Marsah said:
I would never claim to be able to think backwards, so I have no speculation 
about a primary cause.   But my answer to Ham, ' The previous value event.' was 
based on my experience of meditation.  Would that be goofy, Dave?

dmb says:
It was Ham's question that I found goofy and fake. But since you're asking, I 
think your answer to that goofy question was contradicted by the Pirsig quote 
you posted later. Value or Quality is the first thing we know and I see no 
reason to posit anything prior to the first thing we know. Besides, to say that 
the previous value comes before value isn't really an answer at all. It just 
repeats the question or rather begs for a repetition of the same question. What 
is the cause of value? What is the cause of the previous value? Or the one 
before that or the one before that, etc..
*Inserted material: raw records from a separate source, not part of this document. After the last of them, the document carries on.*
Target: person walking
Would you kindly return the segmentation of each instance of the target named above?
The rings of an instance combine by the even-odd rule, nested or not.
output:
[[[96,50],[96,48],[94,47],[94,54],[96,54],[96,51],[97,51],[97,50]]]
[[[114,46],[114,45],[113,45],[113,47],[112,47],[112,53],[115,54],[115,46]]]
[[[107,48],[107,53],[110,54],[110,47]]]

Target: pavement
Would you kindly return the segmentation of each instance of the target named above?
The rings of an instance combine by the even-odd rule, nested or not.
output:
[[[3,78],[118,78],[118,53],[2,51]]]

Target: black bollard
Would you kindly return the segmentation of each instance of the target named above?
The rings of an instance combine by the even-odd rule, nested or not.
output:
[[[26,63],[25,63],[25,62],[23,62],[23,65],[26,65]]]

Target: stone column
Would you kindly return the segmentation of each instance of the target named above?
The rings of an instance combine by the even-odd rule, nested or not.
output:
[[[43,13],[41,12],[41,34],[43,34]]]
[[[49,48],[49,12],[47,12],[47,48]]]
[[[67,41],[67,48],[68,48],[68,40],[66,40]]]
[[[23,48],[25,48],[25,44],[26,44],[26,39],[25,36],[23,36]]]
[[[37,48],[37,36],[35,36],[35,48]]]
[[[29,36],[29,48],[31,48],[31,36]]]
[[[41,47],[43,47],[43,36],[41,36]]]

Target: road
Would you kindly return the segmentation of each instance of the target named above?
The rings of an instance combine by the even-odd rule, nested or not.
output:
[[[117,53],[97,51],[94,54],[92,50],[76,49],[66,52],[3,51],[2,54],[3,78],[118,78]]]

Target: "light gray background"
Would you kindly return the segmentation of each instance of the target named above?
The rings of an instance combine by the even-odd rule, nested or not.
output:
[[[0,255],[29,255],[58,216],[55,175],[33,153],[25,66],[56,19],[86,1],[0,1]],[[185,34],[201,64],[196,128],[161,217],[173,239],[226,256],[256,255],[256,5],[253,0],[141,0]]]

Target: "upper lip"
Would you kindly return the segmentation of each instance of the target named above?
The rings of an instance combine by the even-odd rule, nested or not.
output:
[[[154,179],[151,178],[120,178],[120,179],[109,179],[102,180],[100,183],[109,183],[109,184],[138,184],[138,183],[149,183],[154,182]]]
Like time and space and all those other Kantian intuitions, causality is 
deduced from experience. We can see that one event repeatedly follows another 
but we never see causality. Pirsig goes beyond all this but...
>From chapter 11 of ZAMM:
"Secondly, if one starts with the premise that all our knowledge comes to us 
through our senses, one must ask, From what sense data is our knowledge of 
causation received? In other words, what is the scientific empirical basis of 
causation itself?
Hume's answer is "None." There's no evidence for causation in our sensations. 
Like substance, it's just something we imagine when one thing repeatedly 
follows another. It has no real existence in the world we observe. If one 
accepts the premise that all knowledge comes to us through our senses, Hume 
says, then one must logically conclude that both "Nature" and "Nature's laws" 
are creations of our own imagination.
This idea that the entire world is within one's own mind could be dismissed as 
absurd if Hume had just thrown it out for speculation. But he was making it an 
airtight case.
To throw out Hume's conclusions was necessary, but unfortunately he had arrived 
at them in such a way that it was seemingly impossible to throw them out 
without abandoning empirical reason itself and retiring into some medieval 
predecessor of empirical reason. This Kant would not do. Thus it was Hume, Kant 
said, who "aroused me from my dogmatic slumbers" and caused him to write what 
is now regarded as one of the greatest philosophical treatises ever written, 
the Critique of Pure Reason, often the subject of an entire University course.
Kant is trying to save scientific empiricism from the consequences of its own 
self-devouring logic. He starts out at first along the path that Hume has set 
before him. "That all our knowledge begins with experience there can be no 
doubt," he says, but he soon departs from the path by denying that all 
components of knowledge come from the senses at the moment the sense data are 
received. "But though all knowledge begins with experience it doesn't follow 
that it arises out of experience."
This seems, at first, as though he is picking nits, but he isn't. As a result 
of this difference, Kant skirts right around the abyss of solipsism that Hume's 
path leads to and proceeds on an entirely new and different path of his own.
Kant says there are aspects of reality which are not supplied immediately by 
the senses. These he calls a priori. An example of a priori knowledge is 
"time." You don't see time. Neither do you hear it, smell it, taste it or touch 
it. It isn't present in the sense data as they are received. Time is what Kant 
calls an "intuition," which the mind must supply as it receives the sense data."